The Royal Commission has sparked fresh discussions in Australia surrounding mortgages, in particular, what it means for homeowners who are currently paying interest only loans and how this will shape the Australian property market in years to come.
In-depth investigations during the commission put newfound pressure on Australian Financial Institutions to significantly improve their lending standards and reduce higher risk lending. Currently, approximately 200,000 Australians have interest-only loans but with the government removing the interest-only benchmark at the start of 2019, this figure is set to change drastically.
In the past, Australian banks offered interest-only mortgages to customers which could be renewed every five years. However, the removal of the benchmark now means that homeowners cannot renew interest-only loans and instead, must begin principal repayments as part of their mortgage repayments. In addition to this, commissioner Kenneth Hayne proposed changes to the mortgage broker industry, whereby the consumer would be required to pay the mortgage broker’s commission, instead of the banks. These proposed changes have the ability to drastically affect the landscape of the mortgage industry by potentially wiping out the whole mortgage broking system, leaving larger financial institutions with the freedom to set the interest rates however high they choose.
But who will be the most affected if these changes are confirmed? Unsurprisingly, it’s fairly widespread and will impact current Australian homeowners as well as those looking to borrow money, even impacting those in the rental market. Homeowners will be paying more for their mortgages. There is approximately $360 billion worth of money wrapped up in interest-only mortgages. In the past, mortgage repayments have been dependant on interest rates, which fluctuate due to mortgage brokers and banks offering competitive rates. But with the expiration of interest-only loans after three-years, homeowners will be required to fork out a lot more for their mortgage repayments, potentially increasing a massive 70%.
An example of this is if you are currently paying $3,000 a month in repayments on interest only, interest and principal would escalate monthly repayments to $4,700. The impact of requiring to pay principal will depend on the financial situation and lifestyle of the homeowner but those with a large property portfolio of interest-only will be hit the hardest. This means having a buoyant property portfolio will only be available to those who are cashed up, which then leads to a flow on effect in the rental industry. Tenants will likely experience an increase in rent. Even with the current market experiencing price declines, the prospect of purchasing a home will now seem even more daunting to prospective buyers due to these changes, driving one-third of Australians to rent instead.

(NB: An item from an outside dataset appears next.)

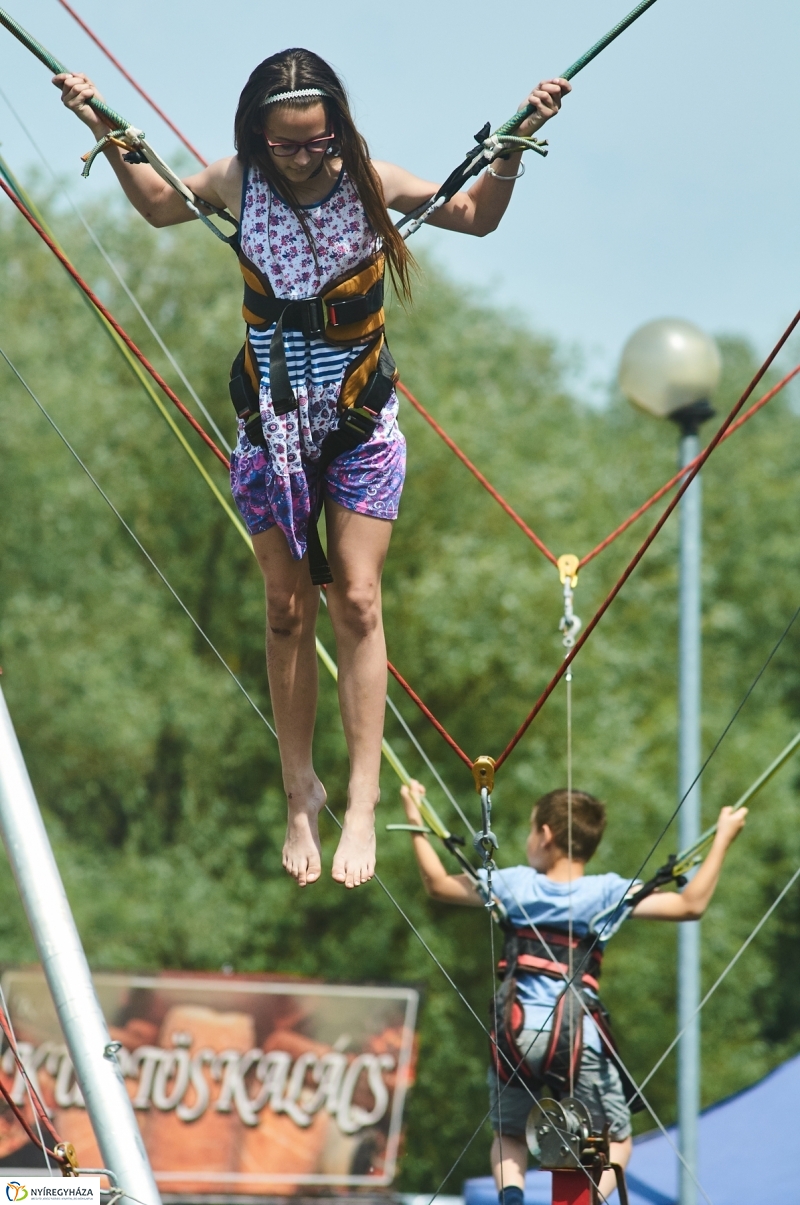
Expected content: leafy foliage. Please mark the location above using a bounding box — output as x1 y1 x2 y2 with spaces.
0 192 800 1191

Typically, most interest-only loans are covered by the rental income on an investment property. But with investors now set to be more out of pocket due to principal repayments, it’s only natural that this will affect how tenants are charged, with some landlords opting to charge more in rent in an effort to cover the difference. Less money in the tenant’s pockets means less money to put towards their own house deposit and this creates a vicious cycle. It’s unfortunate that salaries do not increase the same way houses do. The fallout from the commission has led many people to debate how they should react but the truth is, it’s still a bit blurry. Once the new government is in place in May and the new budget is announced, things will start to cement.
But one thing that is certain is it going to be a lot tougher to borrow money, whether it be for investment or as an owner occupier. It’s not that banks don’t want to lend, more the Royal Commission has governed them to be more responsible when it comes to lending. We live in a society where it is very easy to shift the blame to others but at the end of the day, it comes down to each individual’s financial situation and the lifestyle they lead.